Speaker
Description
Water Cherenkov detectors (WCDs) provide a durable and cost-effective solution for real-time radiation monitoring by exploiting Cherenkov light emitted when charged particles exceed the speed of light in water. This work introduces a two-stage classification framework for gamma-neutron source discrimination: a physics-driven energy threshold filters out unambiguous low-energy gamma sources, while a machine learning (ML) ensemble resolves ambiguities at higher energies, balancing interpretability and accuracy.

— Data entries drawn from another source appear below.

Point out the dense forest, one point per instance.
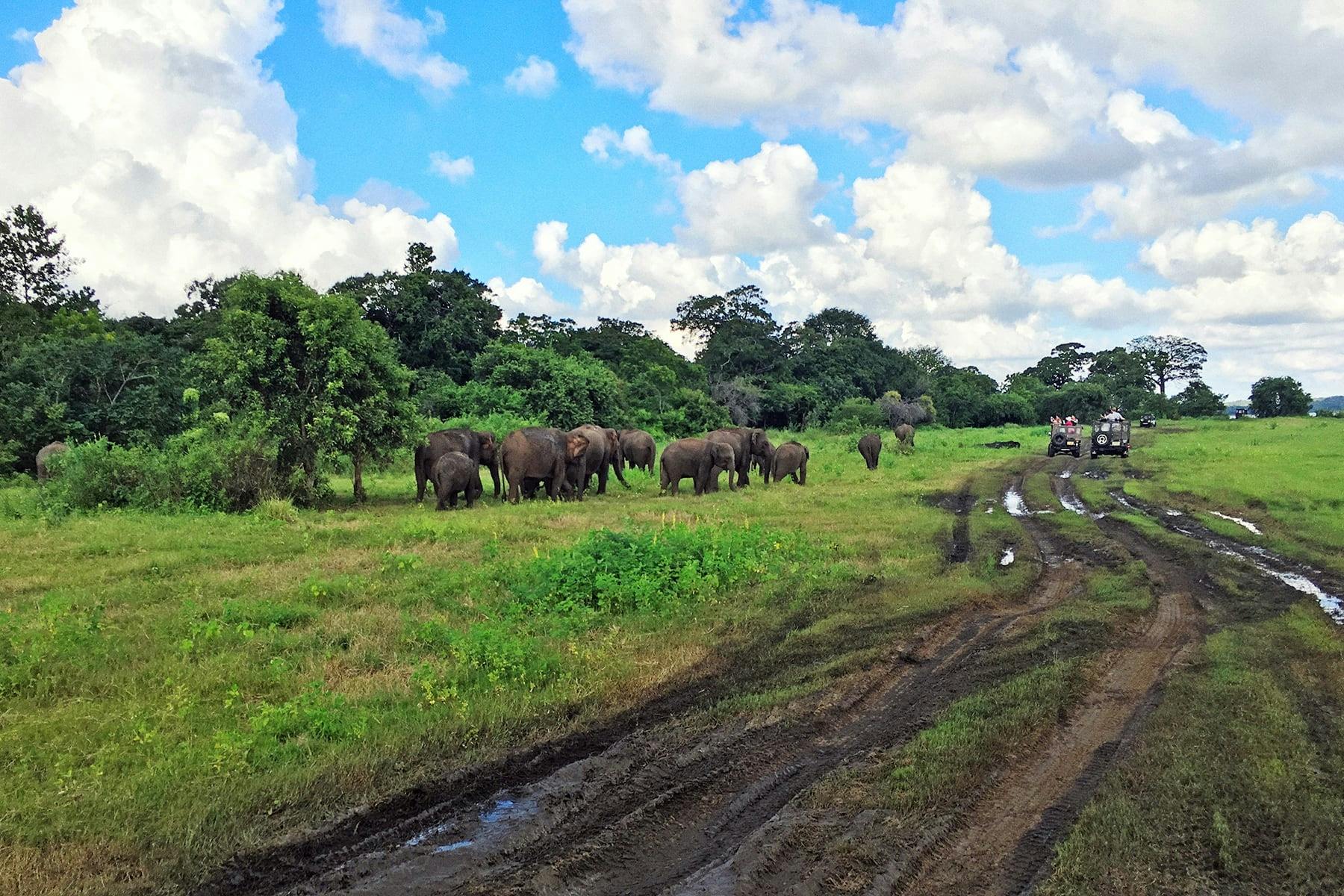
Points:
(257, 385)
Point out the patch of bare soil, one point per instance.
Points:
(1009, 836)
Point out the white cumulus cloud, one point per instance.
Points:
(390, 40)
(453, 169)
(534, 78)
(151, 136)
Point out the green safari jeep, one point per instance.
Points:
(1065, 438)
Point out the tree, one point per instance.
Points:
(703, 316)
(35, 267)
(440, 320)
(315, 375)
(564, 391)
(1169, 358)
(1060, 367)
(1280, 396)
(1198, 399)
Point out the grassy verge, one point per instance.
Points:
(179, 687)
(1283, 474)
(1238, 781)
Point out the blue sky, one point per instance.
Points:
(359, 122)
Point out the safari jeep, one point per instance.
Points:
(1110, 437)
(1065, 438)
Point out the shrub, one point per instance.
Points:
(218, 467)
(612, 573)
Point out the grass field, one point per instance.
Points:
(176, 688)
(179, 687)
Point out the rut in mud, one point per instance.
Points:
(682, 802)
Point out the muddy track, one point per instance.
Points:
(668, 800)
(1008, 842)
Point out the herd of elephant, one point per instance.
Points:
(564, 462)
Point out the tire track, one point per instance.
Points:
(1007, 844)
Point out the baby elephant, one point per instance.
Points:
(870, 447)
(697, 460)
(791, 458)
(453, 472)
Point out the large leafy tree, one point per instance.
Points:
(1061, 366)
(438, 320)
(1198, 399)
(1280, 396)
(317, 376)
(1169, 358)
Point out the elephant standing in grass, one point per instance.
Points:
(745, 444)
(638, 449)
(604, 452)
(45, 457)
(870, 447)
(791, 458)
(456, 473)
(698, 460)
(546, 454)
(479, 447)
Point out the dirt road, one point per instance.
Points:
(685, 800)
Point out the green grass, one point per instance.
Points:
(1287, 476)
(1238, 781)
(179, 687)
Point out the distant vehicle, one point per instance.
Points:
(1110, 437)
(1065, 438)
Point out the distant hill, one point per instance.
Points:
(1332, 403)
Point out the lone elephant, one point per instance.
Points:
(745, 444)
(638, 449)
(697, 460)
(45, 458)
(456, 473)
(546, 454)
(870, 447)
(479, 447)
(791, 458)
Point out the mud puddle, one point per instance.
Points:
(1298, 576)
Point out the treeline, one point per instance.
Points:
(260, 385)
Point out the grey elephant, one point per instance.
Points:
(45, 458)
(870, 447)
(746, 444)
(479, 447)
(791, 458)
(698, 460)
(638, 449)
(456, 473)
(601, 460)
(544, 453)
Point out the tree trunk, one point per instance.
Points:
(358, 462)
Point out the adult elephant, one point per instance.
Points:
(638, 449)
(604, 453)
(791, 458)
(45, 458)
(746, 444)
(544, 453)
(870, 447)
(697, 460)
(479, 447)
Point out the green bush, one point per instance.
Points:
(215, 467)
(858, 415)
(653, 570)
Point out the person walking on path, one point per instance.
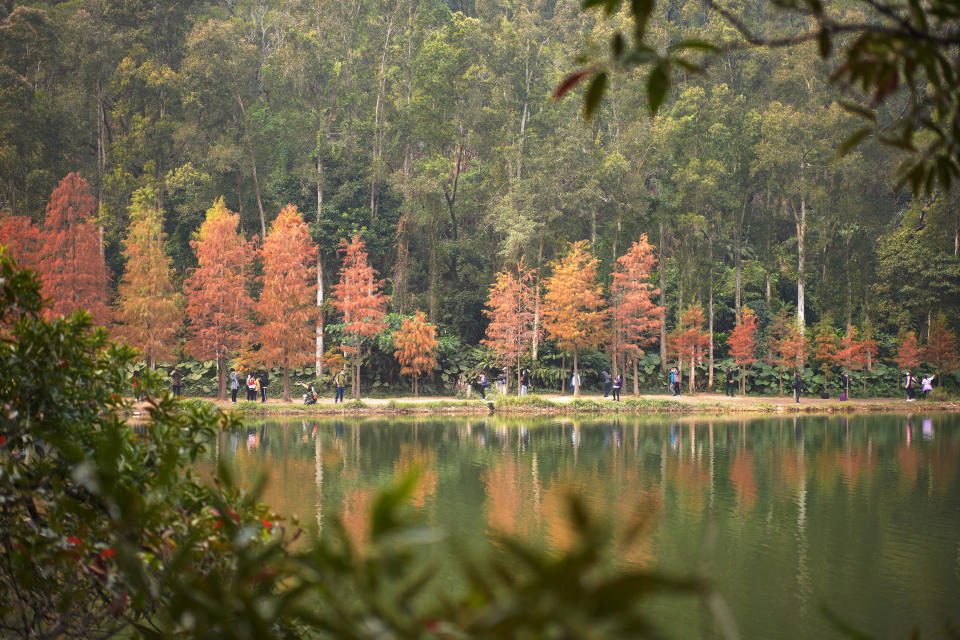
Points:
(176, 376)
(264, 383)
(339, 384)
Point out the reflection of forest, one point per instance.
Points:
(799, 509)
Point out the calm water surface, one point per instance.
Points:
(784, 515)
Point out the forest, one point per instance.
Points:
(164, 148)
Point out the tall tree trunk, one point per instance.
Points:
(801, 222)
(318, 356)
(253, 164)
(377, 125)
(710, 321)
(663, 307)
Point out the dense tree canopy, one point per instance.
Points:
(428, 130)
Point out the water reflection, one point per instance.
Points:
(860, 512)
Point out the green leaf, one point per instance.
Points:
(699, 45)
(594, 95)
(657, 85)
(855, 109)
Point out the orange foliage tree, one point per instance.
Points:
(634, 315)
(909, 354)
(941, 349)
(825, 349)
(743, 343)
(416, 343)
(358, 298)
(785, 346)
(689, 339)
(22, 239)
(287, 300)
(218, 305)
(510, 308)
(573, 311)
(71, 264)
(148, 306)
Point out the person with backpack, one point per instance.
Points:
(264, 382)
(339, 384)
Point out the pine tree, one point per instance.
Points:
(358, 298)
(634, 315)
(71, 264)
(510, 309)
(218, 305)
(825, 349)
(743, 343)
(287, 300)
(909, 354)
(573, 304)
(941, 349)
(689, 339)
(148, 307)
(416, 343)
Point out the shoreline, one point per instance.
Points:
(588, 404)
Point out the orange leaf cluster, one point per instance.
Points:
(218, 304)
(909, 354)
(573, 310)
(148, 307)
(743, 338)
(71, 264)
(287, 301)
(635, 316)
(510, 308)
(416, 343)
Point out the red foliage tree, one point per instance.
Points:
(825, 349)
(218, 305)
(572, 305)
(22, 239)
(941, 349)
(287, 300)
(358, 298)
(416, 343)
(689, 339)
(743, 343)
(909, 354)
(71, 265)
(510, 308)
(148, 306)
(634, 315)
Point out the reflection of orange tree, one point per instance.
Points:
(510, 494)
(743, 479)
(426, 461)
(691, 476)
(356, 516)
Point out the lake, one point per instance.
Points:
(784, 516)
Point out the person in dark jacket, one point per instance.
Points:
(264, 381)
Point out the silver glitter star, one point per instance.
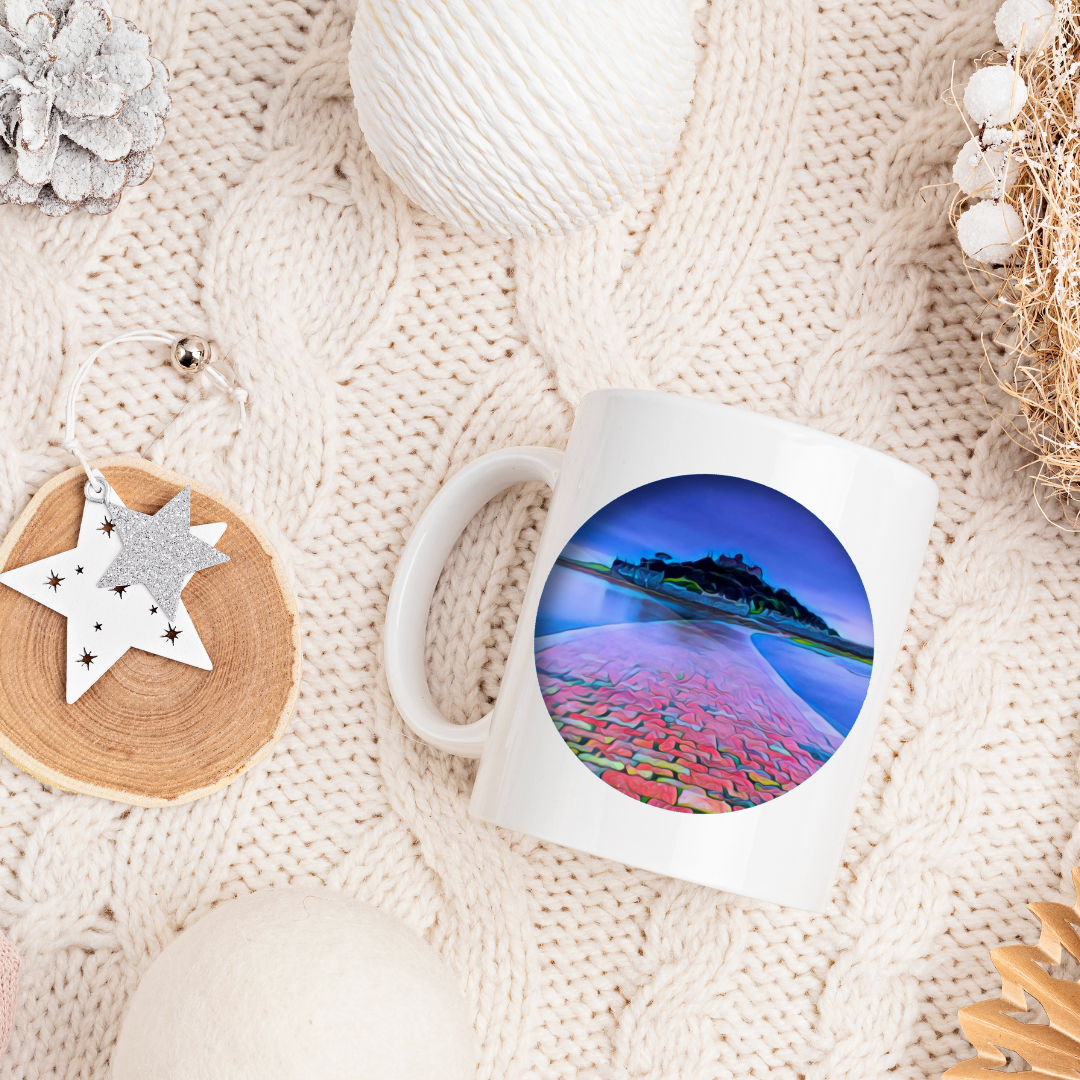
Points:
(159, 551)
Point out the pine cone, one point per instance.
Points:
(82, 105)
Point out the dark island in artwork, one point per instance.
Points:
(703, 644)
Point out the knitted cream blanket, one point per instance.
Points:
(796, 261)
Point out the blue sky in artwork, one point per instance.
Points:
(690, 516)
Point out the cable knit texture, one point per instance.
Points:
(795, 260)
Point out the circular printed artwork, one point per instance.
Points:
(704, 644)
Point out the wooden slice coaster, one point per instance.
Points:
(150, 731)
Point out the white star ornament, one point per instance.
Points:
(104, 623)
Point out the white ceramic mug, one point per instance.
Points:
(704, 646)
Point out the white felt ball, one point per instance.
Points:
(977, 171)
(987, 232)
(296, 984)
(1034, 18)
(995, 95)
(517, 118)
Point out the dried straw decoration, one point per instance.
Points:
(1040, 284)
(1052, 1049)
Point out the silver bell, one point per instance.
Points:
(192, 355)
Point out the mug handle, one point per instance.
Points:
(414, 586)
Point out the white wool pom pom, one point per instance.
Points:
(988, 230)
(995, 95)
(292, 983)
(1035, 18)
(984, 173)
(522, 119)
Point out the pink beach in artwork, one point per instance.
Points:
(704, 726)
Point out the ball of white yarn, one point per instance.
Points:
(291, 984)
(995, 95)
(987, 232)
(1035, 18)
(984, 172)
(517, 119)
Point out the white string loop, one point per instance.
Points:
(70, 442)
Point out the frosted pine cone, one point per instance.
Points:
(82, 105)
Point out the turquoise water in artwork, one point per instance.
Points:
(833, 686)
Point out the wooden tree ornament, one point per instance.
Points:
(1052, 1051)
(150, 731)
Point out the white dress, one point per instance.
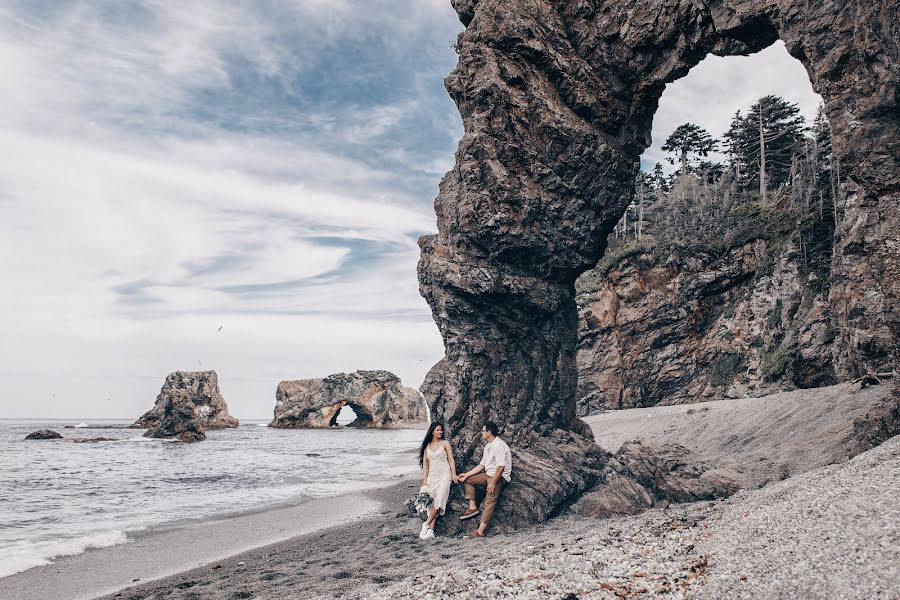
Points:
(438, 476)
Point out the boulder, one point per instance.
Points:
(202, 387)
(661, 327)
(377, 398)
(43, 434)
(641, 476)
(180, 419)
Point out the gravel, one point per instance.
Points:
(830, 533)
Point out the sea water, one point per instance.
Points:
(59, 497)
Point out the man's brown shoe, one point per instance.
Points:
(470, 512)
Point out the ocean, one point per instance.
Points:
(60, 497)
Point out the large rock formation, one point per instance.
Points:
(377, 398)
(202, 388)
(641, 476)
(180, 418)
(657, 326)
(557, 99)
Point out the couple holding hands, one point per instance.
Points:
(439, 471)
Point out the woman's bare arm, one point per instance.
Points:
(449, 450)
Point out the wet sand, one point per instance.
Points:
(159, 553)
(830, 532)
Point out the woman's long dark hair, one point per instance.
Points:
(427, 440)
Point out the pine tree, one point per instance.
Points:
(688, 143)
(762, 144)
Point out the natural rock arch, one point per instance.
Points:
(557, 99)
(363, 416)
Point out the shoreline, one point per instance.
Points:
(706, 549)
(169, 549)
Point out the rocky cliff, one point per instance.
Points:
(557, 99)
(376, 397)
(202, 388)
(661, 325)
(180, 417)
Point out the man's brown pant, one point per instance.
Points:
(490, 501)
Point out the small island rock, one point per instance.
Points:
(377, 397)
(43, 434)
(202, 387)
(180, 419)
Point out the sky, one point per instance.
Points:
(239, 187)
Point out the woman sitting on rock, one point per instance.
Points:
(438, 469)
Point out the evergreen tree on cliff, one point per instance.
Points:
(764, 141)
(689, 143)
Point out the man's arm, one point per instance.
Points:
(471, 472)
(493, 481)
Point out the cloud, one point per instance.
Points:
(714, 90)
(173, 168)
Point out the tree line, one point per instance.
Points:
(779, 180)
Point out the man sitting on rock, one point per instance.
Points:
(494, 471)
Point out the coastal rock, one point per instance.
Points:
(641, 475)
(377, 398)
(878, 425)
(43, 434)
(659, 327)
(202, 387)
(557, 100)
(566, 463)
(180, 419)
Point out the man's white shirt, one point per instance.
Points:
(497, 454)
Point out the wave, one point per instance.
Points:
(26, 556)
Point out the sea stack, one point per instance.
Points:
(43, 434)
(377, 397)
(180, 419)
(202, 389)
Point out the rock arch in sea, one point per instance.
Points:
(557, 99)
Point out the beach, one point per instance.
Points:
(832, 532)
(826, 526)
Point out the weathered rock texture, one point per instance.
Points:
(43, 434)
(660, 327)
(181, 418)
(202, 388)
(641, 476)
(377, 397)
(557, 99)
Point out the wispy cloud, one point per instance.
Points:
(171, 169)
(265, 168)
(714, 90)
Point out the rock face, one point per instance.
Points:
(662, 328)
(377, 397)
(202, 388)
(43, 434)
(181, 419)
(557, 99)
(641, 476)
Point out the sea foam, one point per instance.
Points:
(17, 559)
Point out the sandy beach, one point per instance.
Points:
(816, 531)
(155, 554)
(832, 532)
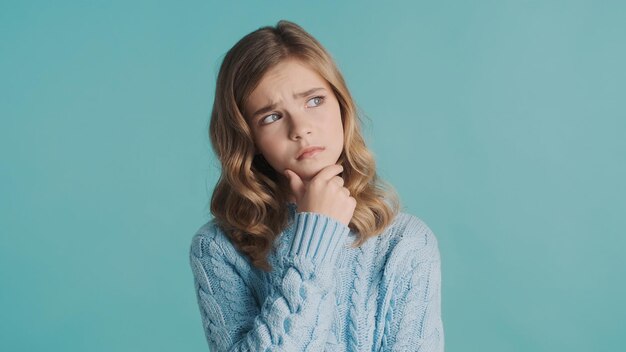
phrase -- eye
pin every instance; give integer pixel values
(318, 101)
(269, 119)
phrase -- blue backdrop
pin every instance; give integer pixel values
(500, 123)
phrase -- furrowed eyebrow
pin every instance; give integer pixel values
(272, 106)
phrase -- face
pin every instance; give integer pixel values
(291, 109)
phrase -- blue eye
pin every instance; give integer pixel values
(264, 120)
(319, 98)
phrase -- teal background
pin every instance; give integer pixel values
(500, 123)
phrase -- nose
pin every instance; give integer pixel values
(300, 126)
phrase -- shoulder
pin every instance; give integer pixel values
(210, 243)
(411, 242)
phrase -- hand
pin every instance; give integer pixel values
(324, 194)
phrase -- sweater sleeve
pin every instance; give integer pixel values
(297, 312)
(414, 319)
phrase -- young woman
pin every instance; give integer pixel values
(307, 250)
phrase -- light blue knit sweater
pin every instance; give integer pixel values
(322, 294)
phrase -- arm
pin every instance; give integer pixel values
(414, 317)
(297, 312)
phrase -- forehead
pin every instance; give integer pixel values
(288, 77)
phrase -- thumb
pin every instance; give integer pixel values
(295, 183)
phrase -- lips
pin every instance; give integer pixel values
(309, 151)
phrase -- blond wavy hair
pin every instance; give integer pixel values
(250, 199)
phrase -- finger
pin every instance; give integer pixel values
(295, 184)
(338, 180)
(328, 172)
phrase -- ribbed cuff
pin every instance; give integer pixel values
(318, 237)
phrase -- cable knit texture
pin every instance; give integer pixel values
(322, 295)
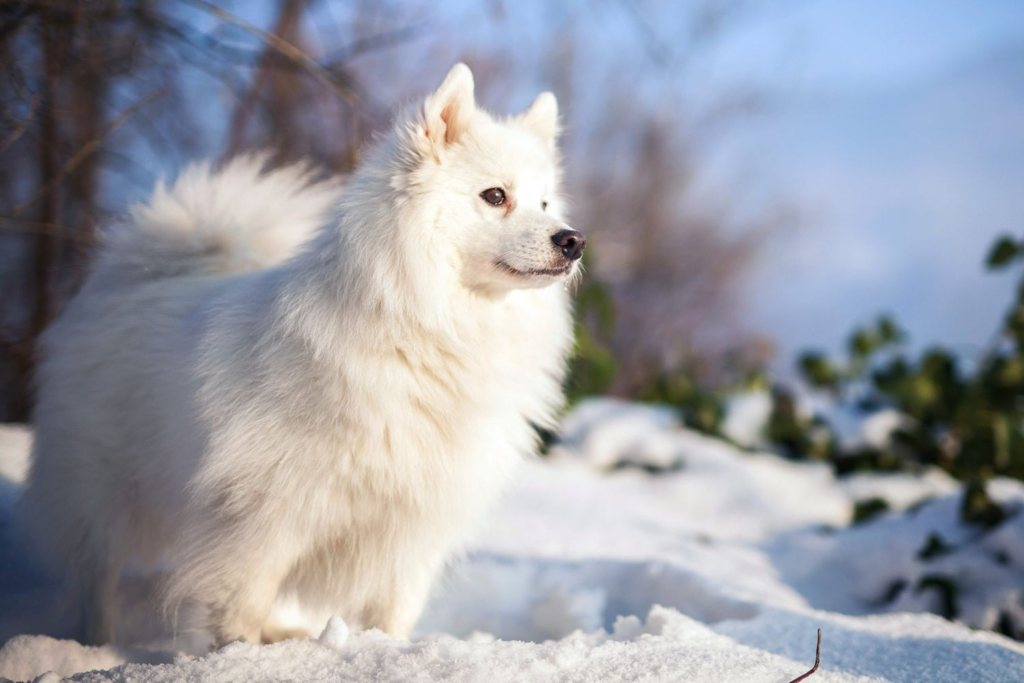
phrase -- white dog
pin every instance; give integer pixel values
(285, 389)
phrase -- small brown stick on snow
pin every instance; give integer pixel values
(817, 660)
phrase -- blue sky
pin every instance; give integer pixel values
(849, 43)
(897, 128)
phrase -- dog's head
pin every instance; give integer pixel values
(488, 187)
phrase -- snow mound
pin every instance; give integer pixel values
(720, 567)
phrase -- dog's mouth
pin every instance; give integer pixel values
(551, 272)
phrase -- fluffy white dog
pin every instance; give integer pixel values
(282, 388)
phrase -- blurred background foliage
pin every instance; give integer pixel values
(101, 97)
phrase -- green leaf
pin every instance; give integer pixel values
(1004, 251)
(818, 371)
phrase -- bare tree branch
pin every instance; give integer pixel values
(50, 229)
(22, 125)
(286, 49)
(83, 153)
(817, 662)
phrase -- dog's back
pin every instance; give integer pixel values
(114, 381)
(328, 426)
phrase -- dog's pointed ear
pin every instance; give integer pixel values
(448, 111)
(542, 117)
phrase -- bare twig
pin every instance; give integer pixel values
(84, 153)
(51, 229)
(817, 662)
(286, 49)
(22, 125)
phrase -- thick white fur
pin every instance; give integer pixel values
(281, 388)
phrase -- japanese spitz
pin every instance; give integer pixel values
(282, 389)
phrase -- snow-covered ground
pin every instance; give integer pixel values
(720, 567)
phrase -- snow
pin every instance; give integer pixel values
(722, 566)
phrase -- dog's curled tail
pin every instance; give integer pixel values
(236, 218)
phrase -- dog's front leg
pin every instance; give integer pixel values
(396, 605)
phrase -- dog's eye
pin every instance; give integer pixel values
(494, 197)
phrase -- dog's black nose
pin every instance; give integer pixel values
(570, 242)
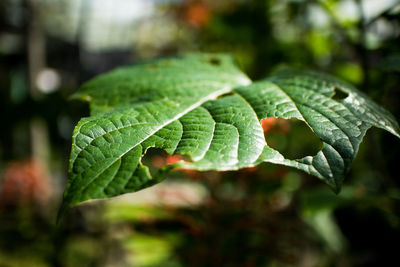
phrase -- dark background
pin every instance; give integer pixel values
(264, 216)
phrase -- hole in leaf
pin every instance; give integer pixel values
(339, 94)
(292, 138)
(214, 61)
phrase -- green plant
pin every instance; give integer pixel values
(203, 107)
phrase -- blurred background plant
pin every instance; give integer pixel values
(265, 216)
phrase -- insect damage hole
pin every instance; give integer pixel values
(339, 94)
(291, 137)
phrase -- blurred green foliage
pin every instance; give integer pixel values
(269, 216)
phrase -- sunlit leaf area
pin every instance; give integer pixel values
(207, 211)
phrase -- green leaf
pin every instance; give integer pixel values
(202, 106)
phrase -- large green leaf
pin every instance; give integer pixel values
(202, 106)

The detector response was characterized using controlled sources: ⁶⁰Co (1.17/1.33 MeV), ¹³⁷Cs (0.66 MeV), and a shielded ²⁴¹AmBe source (neutrons/gammas). Lead, paraffin, and cadmium isolated neutron and gamma interactions, generating enriched datasets. Charge spectra (analog-to-digital units, ADUs) were calibrated against known gamma energies, yielding a linear ADU-to-MeV conversion (R² = 0.966). A 3σ significance cutoff defined a neutron threshold at 2.62 ± 0.77 MeV, corresponding to the 2.22 MeV neutron-capture gamma in water. Stage one classifies sources as pure gamma (below threshold) or neutron-emitting (at threshold). To resolve the ambiguous region above the threshold, we assembled a machine learning pipeline centered on pulse-shape analysis. A soft-voting ensemble (combining Bagging, CatBoost, and a Multilayer Perceptron) achieved 81.6% accuracy and an area under the receiver-operating-characteristic curve (AUC) of 0.921.
This hybrid "traffic light" scheme (red/green/yellow classification) filters low-energy gamma sources via physics-based cuts, reserving ML for ambiguous cases. Future work will integrate deep-learning architectures for waveform analysis and advanced statistical models for low-energy spectra. The framework’s interpretability and scalability make it ideal for nuclear security, nonproliferation monitoring, and fundamental radiation research.